Puis, voyant madame de la Tournelle prendre une plume et s’asseoir à une petite table :

— À qui écrivez-vous là ? ajouta-t-il.

— À M. Duverney : je le prie du passer chez moi.

— Je comprends, vous voulez aller au château de Plaisance ? Cela n’est pas mal imaginé ; la famille de Chavigny, les Mirepoix, les Brancas y sont en ce moment ; vous pourrez encore y jouir de quelques beaux jours d’automne. D’ailleurs, c’est un des endroits où l’on peut le mieux braver le froid et la pluie. Il y a des serres si admirables ! on peut s’y promener comme dans un parc.
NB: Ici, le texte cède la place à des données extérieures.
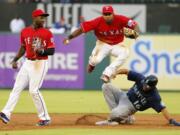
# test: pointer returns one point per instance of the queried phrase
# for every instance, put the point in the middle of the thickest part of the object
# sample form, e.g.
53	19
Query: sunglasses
107	14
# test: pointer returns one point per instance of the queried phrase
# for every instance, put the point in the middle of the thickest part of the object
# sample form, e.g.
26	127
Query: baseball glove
129	33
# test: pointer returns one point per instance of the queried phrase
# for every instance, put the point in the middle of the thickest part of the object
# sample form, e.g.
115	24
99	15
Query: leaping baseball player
141	96
37	44
110	30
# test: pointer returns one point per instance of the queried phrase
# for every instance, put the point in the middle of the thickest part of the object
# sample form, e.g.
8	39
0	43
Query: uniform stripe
39	88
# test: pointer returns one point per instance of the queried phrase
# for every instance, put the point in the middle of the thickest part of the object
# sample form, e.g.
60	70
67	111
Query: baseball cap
39	12
107	9
151	80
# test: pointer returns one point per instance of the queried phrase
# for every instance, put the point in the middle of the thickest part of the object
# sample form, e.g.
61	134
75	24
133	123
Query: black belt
33	59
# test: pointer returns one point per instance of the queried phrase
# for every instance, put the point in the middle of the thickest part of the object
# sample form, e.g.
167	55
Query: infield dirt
28	121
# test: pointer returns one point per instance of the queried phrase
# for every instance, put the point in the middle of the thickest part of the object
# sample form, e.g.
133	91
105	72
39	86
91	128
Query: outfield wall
150	54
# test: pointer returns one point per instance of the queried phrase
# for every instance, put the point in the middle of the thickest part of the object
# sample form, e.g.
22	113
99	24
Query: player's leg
100	51
37	73
119	111
20	83
123	113
111	95
121	53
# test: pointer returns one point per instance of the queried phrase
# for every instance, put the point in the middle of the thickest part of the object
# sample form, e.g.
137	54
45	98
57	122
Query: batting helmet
151	80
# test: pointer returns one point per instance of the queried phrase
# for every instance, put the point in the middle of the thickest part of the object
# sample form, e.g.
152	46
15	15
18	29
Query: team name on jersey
35	41
111	32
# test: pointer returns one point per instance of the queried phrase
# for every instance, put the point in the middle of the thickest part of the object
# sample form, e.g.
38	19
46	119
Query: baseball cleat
129	120
4	118
105	78
106	122
43	122
90	68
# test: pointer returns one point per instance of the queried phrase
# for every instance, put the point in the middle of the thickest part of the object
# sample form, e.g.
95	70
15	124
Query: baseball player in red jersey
110	30
36	43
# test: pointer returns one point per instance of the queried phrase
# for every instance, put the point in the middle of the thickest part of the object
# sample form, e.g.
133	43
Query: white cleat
106	122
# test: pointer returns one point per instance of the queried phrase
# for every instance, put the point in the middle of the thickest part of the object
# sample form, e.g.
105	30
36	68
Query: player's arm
167	116
131	75
76	33
131	33
131	28
45	52
20	53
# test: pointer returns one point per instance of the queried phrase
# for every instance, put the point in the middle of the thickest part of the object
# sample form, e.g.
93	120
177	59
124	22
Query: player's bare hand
66	41
14	65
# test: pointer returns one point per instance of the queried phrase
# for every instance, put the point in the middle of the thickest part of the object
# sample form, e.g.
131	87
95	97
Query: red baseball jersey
111	34
32	38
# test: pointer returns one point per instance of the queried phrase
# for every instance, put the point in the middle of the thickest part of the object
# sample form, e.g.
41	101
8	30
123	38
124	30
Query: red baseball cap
39	12
107	9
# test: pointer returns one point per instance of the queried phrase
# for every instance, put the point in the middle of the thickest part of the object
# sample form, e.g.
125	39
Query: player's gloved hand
66	41
129	33
14	65
174	122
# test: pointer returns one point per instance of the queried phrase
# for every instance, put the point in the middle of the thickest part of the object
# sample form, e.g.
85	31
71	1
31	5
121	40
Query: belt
34	59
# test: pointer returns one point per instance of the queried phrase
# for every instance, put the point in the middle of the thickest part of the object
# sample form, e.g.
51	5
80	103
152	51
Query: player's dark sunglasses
107	14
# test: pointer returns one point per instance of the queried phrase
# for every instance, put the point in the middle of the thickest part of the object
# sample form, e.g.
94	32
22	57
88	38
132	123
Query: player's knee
106	87
95	60
115	113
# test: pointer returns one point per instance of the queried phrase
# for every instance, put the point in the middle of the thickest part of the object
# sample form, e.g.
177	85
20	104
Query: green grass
78	102
81	131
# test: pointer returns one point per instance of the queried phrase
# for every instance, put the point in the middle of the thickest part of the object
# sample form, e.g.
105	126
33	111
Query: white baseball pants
32	73
102	50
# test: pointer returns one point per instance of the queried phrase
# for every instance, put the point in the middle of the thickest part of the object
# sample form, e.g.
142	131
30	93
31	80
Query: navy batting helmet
151	80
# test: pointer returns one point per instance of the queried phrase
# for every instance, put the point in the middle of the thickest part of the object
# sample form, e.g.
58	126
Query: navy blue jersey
140	99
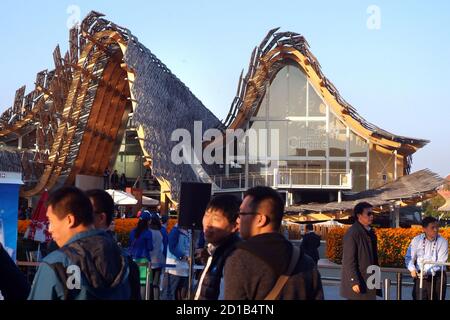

C’est une idée excellente. Donnez-moi ce billet, je pars à l’instant pour Paris, il sera chez Duverney dans une heure. Comme je le verrai sans doute ce soir à l’Opéra, je le presserai de se rendre à vos ordres. Au fait, je crois que vous avez raison, votre éloignement de Versailles mettra fin à toutes les criailleries des Maurepas et autres… et puis, ajouta-t-il en souriant, il faut bien savoir si le roi est aussi amoureux qu’il le dit.